Hacker News new | ask | show | jobs
by dtujmer 2750 days ago
I think Sam Harris put it like this: for free will, it doesn't even matter if reality is deterministic or random because the determinism or randomness are found at the quantum level, many levels "below" neurological free will.

Let's say we have Universe 1 (deterministic) and Universe 2 (random). You face a choice - raise your left hand or your right hand. In U1, if you went back in time several times, you would always pick the same hand because the configuration of matter in the universe would "require" that the next step, globally, is you raising that same hand. In U2, if you went back in time, there could be some variance - maybe you'd pick the other hand 50% of the time - but this variance would happen on a quantum level and only manifest neurologically/physically. I still see no possibility of the classical idea of free will there.

2 comments

wasnt there a story linked here a couple weeks ago about neurons possibly having some sensitivity to quantum interactions? Wouldn't that mean that the quantum level is not actually below neurological free will?
> I still see no possibility of the classical idea of free will there.

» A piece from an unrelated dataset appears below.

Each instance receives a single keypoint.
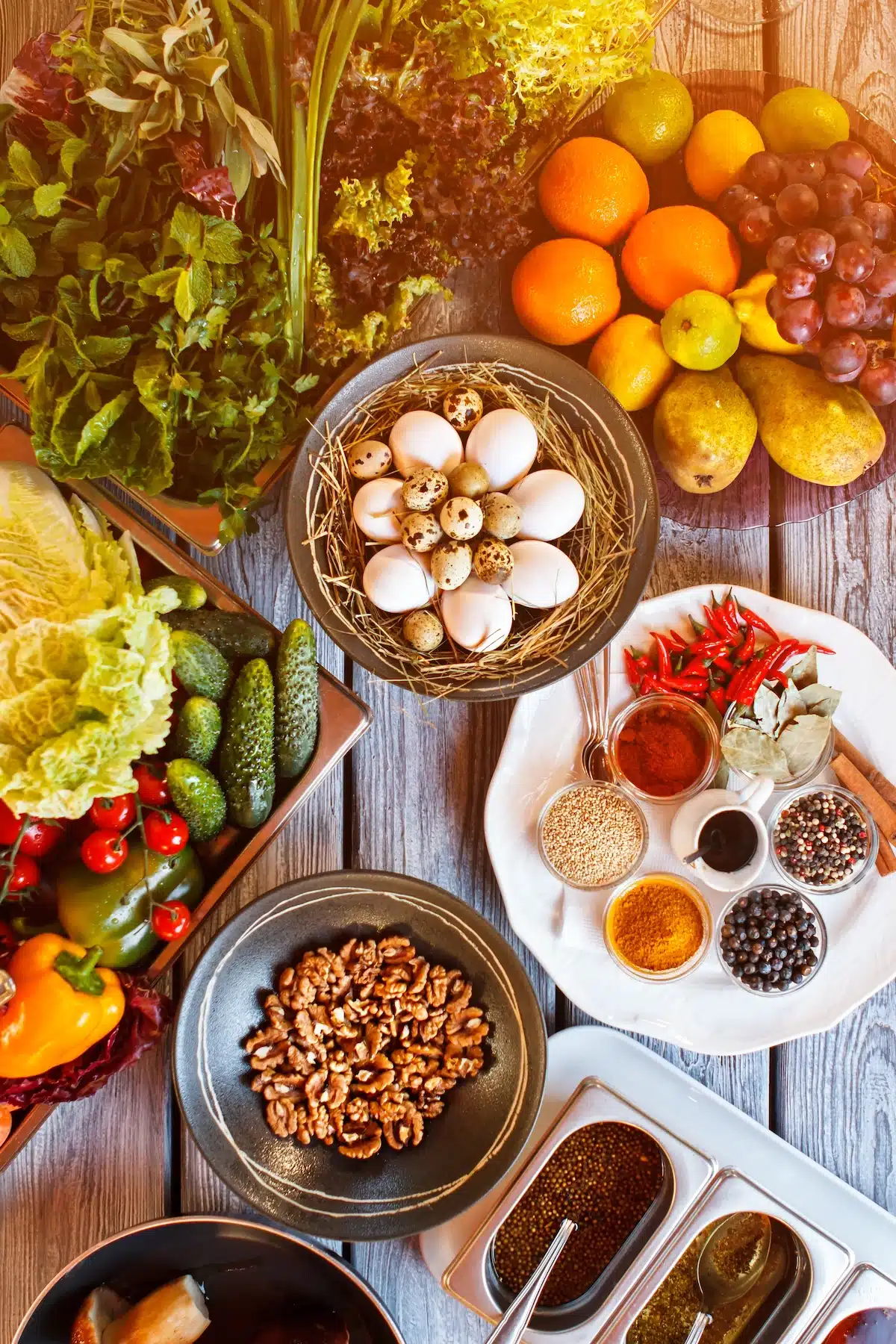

That's because you're mistaken that the classical version of free will requires the ability to do otherwise in the sense of making different choices after rewinding time.

Consider what that actually means: an outcome that is different every time you sample it, even going back in time, is classified as a random phenomena. That's not what free will means, classically. Where is the will if your choices are random?

Furthermore, the Frankfurt cases debunked this old notion of the principle of alternate possibilities back in the 60s. Sam Harris is simply mistaken about the applicability of this principle.